Читать книгу Domain-Sensitive Temporal Tagging - Jannik Strötgen - Страница 14
ОглавлениеCHAPTER 3
Foundations of Temporal Tagging
In this chapter, we lay the theoretical foundations to fully understand the discipline of temporal tagging and the challenges that approaches to temporal tagging are faced with. For this, we survey annotation standards, evaluation methods, research competitions, and temporally annotated corpora.
3.1 ANNOTATION STANDARDS
As introduced in the previous chapter, there are different types of temporal expressions: date, time, duration, and set expressions. In addition, temporal expressions can carry their meaning explicitly or implicitly, or they can be underspecified or relative to some context information. When addressing the task of temporal tagging, it is necessary that it is well defined: (i) what types of temporal expressions are “markable” [Ferro et al., 2005b] and should thus be annotated; (ii) what extents should be annotated; and (iii) how the semantics of the expressions can be captured by using normalization attributes requiring some values in a standard format. Thus, annotation standards with precise specifications are a prerequisite when dealing with the task of temporal tagging.
Currently, there are two widely used annotation standards for annotating temporal expressions in documents: TIDES TIMEX2 [Ferro et al., 2001, 2005b] and TimeML [Pustejovsky et al., 2003a, 2005, 2010], a specification language for temporal annotation using TIMEX3 tags for temporal expressions. Both standards present guidelines for the annotation of temporal expressions, including how to determine the extents of expressions and their normalizations. In both cases, the normalization is defined according to the ISO 8601 standard for temporal information with some extensions. For instance, a date expression of granularity day is normalized in the format YYYY-MM-DD
. Since all widely used annotated corpora (cf. Section 3.4) as well as all state-of-the-art systems (cf. Chapter 5) are based on either one of the two above-mentioned standards, we describe the details of both of them in the following.
TIDES TIMEX2
While there have been several TIMEX definitions reaching from extent-only coverage [see, e.g., Chinchor, 1998], up to inclusion of some normalization information [see, e.g., Mani and Wilson, 2000a, Setzer and Gaizauskas, 2000], the TIDES TIMEX2 definitions were the first annotation guidelines that were well defined with sufficient detail to become broadly accepted as a standard. The annotation guidelines are based on the principles that temporal expressions should be tagged “if a human can determine a value for [it]” and that the value “must be based on evidence internal to the document” [Ferro et al., 2001]. Covering extent and normalization information, both questions What is a temporal expression? and What is the meaning of a temporal expression? are addressed. For the normalization, TIMEX2 tags may contain the following attributes [Ferro et al., 2005b]:
• VAL: a normalized form of the date/time [or duration/set];
• MOD: captures temporal modifiers;
• ANCHOR_VAL: a normalized form of an anchoring date/time [of a duration];
• ANCHOR_DIR: the relative direction between VAL and ANCHOR_VAL; and
• SET: identifies expressions denoting sets of times.

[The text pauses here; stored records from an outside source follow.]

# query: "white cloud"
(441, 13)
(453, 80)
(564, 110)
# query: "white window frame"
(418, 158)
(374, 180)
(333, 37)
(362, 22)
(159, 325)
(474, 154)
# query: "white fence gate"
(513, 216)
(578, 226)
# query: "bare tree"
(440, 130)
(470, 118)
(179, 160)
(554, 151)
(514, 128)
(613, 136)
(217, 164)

Except for the SET attribute, there is no concrete attribute for the type of temporal expressions in general. Nevertheless, since it can be determined based on the VAL attribute whether an expression is a time, a date or a duration, the classification of temporal expressions into these four types is implicitly covered by TIMEX2 annotations. However, it is rather difficult to use TIMEX2 annotations if only the extraction and classification of temporal expressions is targeted without the full normalization of temporal expressions.

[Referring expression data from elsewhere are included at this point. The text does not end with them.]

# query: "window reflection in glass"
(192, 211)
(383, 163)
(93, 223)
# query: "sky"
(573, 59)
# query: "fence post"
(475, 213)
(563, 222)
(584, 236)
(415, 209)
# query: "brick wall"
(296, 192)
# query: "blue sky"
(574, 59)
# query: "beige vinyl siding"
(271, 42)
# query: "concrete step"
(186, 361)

TIMEML WITH TIMEX3 TAGS FOR TEMPORAL EXPRESSIONS
TimeML, which has more recently been formalized to create the ISO standard ISO-TimeML1[Pustejovsky et al., 2010], is based on the TIDES standard and was developed to capture further types of temporal information in documents. In contrast to TIDES that has only one tag for temporal expressions, TimeML contains tags for annotating events, temporal links (i.e., temporal relations), and temporal signals in addition to the TIMEX3 tag for temporal expressions [Pustejovsky et al., 2003a, 2005, 2010]. In the following, we focus on a description of TimeML aspects that are relevant for the task of temporal tagging.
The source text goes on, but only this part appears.